In the end, we’re not going to learn everything we always wanted to know about Woody Allen but were afraid to ask, since he’s changed his mind about writing his memoirs in exchange for “a lot of money”—money that, it turns out, wasn’t exactly forthcoming.
The will-he-or-won’t-he publishing drama was yet another story of Allen caught in a power struggle between two women—in one corner, the perpetually tanned agent peddling the proposal, ICM’s Amanda “Binky” Urban, and in the other, his publicist, PMK spin queen Leslee Dart, who went into Rolodex overdrive to distance herself from the project. “This was completely his agents’ idea,” she told reporters.
For a while, it seemed as if Dart might have the last word. But on Thursday, Urban hit back, e-mailing her colleagues to refute “what has been reported or ‘spun’ by Woody’s publicist, Leslee Dart.” The whole thing, she wrote, was completely Allen’s idea.
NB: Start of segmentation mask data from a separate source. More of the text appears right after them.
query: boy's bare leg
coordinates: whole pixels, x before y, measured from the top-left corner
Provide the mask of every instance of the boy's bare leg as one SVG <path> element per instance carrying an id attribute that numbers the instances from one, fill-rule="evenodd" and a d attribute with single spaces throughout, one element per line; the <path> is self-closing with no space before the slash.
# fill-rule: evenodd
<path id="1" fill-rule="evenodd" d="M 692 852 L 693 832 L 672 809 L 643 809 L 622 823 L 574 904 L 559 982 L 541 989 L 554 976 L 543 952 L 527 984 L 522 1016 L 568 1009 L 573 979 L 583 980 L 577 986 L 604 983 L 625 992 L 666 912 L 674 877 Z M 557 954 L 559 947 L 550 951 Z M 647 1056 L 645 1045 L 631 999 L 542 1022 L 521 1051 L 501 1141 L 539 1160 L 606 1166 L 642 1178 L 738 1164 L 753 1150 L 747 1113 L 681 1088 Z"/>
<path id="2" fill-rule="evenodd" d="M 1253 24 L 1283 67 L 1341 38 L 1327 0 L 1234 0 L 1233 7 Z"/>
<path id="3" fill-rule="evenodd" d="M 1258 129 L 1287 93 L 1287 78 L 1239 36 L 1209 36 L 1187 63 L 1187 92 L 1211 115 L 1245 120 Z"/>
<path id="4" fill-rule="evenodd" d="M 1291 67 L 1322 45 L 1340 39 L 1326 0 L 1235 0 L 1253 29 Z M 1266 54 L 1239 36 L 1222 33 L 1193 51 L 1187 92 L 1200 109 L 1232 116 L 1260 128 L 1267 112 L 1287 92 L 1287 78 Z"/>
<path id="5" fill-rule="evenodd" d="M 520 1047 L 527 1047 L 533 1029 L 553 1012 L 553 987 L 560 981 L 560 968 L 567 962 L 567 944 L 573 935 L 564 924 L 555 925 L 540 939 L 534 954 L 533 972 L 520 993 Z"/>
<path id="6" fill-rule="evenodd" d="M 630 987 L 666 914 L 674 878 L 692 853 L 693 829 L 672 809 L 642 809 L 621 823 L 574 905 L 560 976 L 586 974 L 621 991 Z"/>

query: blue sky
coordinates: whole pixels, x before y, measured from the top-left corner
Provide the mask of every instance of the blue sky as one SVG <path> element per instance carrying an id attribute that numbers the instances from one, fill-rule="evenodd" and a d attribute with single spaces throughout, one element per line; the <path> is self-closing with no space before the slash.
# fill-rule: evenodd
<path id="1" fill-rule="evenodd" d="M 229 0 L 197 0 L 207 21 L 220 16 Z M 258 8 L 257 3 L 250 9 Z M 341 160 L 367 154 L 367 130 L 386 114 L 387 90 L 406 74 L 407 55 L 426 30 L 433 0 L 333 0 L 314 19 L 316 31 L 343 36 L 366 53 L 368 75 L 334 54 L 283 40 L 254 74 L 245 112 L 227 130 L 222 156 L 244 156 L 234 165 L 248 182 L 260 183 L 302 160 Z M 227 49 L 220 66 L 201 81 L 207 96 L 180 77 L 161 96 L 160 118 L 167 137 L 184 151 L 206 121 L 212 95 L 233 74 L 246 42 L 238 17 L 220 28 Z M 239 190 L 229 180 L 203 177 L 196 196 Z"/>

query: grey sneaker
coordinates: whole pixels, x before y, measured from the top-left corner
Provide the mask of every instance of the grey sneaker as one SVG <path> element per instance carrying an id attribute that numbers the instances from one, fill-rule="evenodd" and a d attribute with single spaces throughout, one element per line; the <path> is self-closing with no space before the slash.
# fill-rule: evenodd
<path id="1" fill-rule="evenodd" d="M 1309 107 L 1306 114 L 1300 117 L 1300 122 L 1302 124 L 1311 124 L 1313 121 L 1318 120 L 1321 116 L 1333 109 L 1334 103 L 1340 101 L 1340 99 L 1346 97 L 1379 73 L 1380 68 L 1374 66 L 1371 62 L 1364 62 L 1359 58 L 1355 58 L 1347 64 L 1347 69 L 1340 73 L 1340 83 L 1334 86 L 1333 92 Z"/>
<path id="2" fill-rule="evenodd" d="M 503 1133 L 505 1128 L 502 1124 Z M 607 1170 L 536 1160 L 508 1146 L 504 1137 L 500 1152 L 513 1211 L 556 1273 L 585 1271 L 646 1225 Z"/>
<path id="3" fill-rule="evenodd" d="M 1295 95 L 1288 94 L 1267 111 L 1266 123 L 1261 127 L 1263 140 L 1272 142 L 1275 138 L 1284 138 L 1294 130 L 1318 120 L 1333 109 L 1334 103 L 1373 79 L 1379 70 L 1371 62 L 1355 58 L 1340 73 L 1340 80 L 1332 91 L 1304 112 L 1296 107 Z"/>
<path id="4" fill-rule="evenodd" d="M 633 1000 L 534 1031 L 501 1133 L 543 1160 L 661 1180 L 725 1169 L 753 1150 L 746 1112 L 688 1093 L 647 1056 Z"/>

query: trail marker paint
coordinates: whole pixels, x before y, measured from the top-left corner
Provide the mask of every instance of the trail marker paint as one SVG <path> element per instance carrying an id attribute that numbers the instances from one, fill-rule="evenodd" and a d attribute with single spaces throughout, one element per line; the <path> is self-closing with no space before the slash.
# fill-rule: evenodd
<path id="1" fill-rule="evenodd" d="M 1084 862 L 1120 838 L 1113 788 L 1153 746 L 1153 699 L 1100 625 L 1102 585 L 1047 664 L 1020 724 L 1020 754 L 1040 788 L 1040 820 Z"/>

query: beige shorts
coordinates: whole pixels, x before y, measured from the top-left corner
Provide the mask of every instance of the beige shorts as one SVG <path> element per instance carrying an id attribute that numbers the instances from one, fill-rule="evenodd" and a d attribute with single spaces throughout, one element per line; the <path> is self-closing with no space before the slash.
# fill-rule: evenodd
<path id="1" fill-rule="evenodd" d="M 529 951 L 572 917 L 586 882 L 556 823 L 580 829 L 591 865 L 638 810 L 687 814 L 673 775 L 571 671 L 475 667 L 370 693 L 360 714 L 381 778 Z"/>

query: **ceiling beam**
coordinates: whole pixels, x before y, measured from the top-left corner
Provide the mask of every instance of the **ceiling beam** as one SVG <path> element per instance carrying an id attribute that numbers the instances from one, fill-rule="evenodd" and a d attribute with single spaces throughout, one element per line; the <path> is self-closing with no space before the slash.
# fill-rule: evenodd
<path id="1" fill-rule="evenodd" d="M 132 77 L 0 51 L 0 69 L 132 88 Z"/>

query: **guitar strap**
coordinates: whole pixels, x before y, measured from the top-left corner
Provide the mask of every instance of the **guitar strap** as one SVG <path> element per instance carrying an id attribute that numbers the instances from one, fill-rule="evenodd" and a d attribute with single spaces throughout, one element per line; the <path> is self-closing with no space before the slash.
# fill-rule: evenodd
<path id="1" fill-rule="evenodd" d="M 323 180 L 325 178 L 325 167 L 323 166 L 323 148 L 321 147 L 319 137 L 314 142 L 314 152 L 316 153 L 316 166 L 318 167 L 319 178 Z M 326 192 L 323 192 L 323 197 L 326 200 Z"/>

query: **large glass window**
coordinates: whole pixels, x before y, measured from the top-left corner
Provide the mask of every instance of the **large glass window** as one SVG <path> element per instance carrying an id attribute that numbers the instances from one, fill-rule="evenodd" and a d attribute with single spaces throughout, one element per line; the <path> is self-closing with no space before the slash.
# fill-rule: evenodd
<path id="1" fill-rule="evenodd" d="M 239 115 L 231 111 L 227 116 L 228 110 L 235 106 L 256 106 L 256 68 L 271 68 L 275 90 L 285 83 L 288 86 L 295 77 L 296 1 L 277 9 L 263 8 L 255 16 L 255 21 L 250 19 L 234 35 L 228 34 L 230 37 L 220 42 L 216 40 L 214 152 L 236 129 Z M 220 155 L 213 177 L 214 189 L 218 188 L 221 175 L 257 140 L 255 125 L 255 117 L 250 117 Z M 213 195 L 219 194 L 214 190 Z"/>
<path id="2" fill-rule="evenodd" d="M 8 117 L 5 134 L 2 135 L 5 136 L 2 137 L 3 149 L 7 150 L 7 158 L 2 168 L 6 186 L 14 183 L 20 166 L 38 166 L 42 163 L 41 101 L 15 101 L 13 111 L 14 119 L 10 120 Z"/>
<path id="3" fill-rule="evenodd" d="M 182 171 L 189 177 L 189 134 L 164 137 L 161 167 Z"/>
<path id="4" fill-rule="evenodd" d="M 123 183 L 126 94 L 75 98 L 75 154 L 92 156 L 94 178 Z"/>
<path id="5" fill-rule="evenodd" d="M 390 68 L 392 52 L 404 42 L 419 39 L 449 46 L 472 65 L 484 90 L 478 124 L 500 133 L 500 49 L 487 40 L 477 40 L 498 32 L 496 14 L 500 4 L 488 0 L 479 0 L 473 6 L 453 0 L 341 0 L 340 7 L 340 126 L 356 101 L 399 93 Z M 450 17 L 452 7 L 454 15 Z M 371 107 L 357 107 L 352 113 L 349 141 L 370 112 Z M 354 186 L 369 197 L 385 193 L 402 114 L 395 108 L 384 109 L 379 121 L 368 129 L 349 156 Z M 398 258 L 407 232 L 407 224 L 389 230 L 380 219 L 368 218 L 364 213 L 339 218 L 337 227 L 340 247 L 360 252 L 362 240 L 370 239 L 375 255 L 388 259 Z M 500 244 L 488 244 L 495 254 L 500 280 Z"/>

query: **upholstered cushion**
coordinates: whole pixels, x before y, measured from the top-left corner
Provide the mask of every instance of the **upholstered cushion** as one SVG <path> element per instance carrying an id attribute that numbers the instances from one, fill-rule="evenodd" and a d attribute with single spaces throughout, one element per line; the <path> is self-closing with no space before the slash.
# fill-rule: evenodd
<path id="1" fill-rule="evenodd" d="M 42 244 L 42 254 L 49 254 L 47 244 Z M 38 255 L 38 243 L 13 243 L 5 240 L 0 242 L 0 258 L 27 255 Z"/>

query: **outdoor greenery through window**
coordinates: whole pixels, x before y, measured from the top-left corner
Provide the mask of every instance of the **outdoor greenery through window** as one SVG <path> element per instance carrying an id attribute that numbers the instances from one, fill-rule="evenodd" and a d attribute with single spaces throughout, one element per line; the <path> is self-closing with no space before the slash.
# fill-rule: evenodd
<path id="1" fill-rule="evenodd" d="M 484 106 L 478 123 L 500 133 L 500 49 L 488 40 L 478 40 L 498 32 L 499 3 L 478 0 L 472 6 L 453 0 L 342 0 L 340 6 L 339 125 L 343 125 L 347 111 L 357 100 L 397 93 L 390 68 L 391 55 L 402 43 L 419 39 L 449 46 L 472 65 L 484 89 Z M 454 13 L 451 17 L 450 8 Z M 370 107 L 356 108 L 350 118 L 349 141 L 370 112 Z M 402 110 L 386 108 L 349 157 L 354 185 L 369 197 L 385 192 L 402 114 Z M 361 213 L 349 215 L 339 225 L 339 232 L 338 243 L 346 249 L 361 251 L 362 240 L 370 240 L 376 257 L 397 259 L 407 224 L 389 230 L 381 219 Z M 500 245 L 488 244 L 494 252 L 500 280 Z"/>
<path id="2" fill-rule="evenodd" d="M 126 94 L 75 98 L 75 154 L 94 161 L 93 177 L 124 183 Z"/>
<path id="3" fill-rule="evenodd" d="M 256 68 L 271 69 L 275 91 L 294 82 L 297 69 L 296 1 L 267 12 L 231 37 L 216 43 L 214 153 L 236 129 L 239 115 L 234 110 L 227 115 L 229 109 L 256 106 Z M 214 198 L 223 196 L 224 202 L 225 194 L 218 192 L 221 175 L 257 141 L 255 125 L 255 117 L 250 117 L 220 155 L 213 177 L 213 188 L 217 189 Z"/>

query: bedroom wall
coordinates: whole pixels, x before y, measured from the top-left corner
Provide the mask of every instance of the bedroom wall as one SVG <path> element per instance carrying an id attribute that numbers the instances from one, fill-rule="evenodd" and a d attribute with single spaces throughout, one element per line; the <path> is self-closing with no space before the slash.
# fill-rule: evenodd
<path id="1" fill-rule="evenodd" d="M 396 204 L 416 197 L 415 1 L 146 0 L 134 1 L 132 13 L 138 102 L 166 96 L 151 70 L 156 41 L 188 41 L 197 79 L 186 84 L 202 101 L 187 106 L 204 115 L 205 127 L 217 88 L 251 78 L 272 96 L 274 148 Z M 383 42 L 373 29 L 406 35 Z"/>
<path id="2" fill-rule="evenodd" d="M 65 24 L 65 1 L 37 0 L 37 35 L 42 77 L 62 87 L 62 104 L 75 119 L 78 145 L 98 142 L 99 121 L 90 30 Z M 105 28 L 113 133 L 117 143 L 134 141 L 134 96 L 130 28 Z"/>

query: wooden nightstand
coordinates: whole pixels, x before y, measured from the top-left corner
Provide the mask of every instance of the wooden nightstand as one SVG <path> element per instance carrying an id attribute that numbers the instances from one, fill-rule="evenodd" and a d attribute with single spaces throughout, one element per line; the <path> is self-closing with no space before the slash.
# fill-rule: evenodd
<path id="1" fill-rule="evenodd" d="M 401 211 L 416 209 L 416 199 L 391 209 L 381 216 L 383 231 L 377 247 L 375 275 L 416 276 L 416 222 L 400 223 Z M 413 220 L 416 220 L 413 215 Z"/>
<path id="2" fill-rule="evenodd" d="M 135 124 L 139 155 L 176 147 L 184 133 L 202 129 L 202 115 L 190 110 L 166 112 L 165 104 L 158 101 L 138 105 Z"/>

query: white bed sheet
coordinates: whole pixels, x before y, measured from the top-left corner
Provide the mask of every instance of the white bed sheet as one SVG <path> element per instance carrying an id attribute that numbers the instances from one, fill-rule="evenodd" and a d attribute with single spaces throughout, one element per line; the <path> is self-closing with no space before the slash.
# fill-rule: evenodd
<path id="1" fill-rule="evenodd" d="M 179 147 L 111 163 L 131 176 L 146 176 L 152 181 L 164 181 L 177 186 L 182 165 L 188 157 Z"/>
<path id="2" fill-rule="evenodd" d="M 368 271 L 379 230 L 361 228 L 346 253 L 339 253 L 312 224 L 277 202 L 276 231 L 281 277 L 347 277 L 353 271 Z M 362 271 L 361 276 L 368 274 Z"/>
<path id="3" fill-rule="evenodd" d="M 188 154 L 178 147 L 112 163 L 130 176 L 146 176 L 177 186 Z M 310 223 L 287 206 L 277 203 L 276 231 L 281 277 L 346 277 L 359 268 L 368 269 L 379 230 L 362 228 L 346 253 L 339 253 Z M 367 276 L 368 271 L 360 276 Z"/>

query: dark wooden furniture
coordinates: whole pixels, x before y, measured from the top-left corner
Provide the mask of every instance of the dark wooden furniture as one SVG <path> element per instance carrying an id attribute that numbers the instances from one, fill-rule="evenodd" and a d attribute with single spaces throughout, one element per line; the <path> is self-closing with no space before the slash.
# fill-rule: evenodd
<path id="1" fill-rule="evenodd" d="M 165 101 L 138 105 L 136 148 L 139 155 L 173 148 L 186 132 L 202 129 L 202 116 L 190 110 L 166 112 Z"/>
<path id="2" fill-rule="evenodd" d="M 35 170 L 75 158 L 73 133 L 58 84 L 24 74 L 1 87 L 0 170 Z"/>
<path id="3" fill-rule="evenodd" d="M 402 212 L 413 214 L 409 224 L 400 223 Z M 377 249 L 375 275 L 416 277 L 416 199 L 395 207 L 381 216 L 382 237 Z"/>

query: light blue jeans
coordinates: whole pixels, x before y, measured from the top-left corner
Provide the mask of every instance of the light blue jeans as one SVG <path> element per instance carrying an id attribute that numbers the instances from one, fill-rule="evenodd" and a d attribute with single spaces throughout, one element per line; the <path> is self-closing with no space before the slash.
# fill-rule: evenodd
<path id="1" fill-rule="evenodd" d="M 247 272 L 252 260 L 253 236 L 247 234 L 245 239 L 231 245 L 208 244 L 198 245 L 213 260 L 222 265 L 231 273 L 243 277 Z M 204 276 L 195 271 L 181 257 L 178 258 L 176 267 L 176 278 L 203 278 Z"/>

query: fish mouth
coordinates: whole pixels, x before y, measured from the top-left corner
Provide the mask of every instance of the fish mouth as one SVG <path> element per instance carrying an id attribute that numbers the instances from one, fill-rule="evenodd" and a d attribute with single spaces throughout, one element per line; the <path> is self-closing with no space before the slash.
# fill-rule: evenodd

Urban said she’d contacted Allen about a novel she heard he’d written, and he’d countered with a two-sentence pitch for a memoir. “I showed those sentences to three or four publishers quietly and came back with about $2.5 million in opening offers. Woody said that wasn’t an enticing-enough number.” Later, she asked him to write a “lengthier proposal” for the Frankfurt Book Fair. That twelve-page memo was what elicited the almost $6 million in worldwide offers (though not the $10 million Allen reportedly wanted).
Then, with Maureen Dowd leading the way, the press frenzy began, and Dart took the heat over Allen’s “financial demands,” Urban wrote. She added, “By the way, Woody never mentioned the number—$10 million—to me. Had he done so, I would have saved him the trouble of writing a proposal.” Dart then “did what any press agent would do—point the finger elsewhere, namely at ICM,” Urban wrote, before noting that Allen “has since corrected Leslee’s understanding.”
Neither Urban nor Dart would comment, though Dart has proved that she’s not exactly tell-all-friendly: In 1992, when Mia wanted to write a book, Dart said that Allen was “generally appalled” that “someone who claims to have the children’s best interest at heart is writing memoirs.”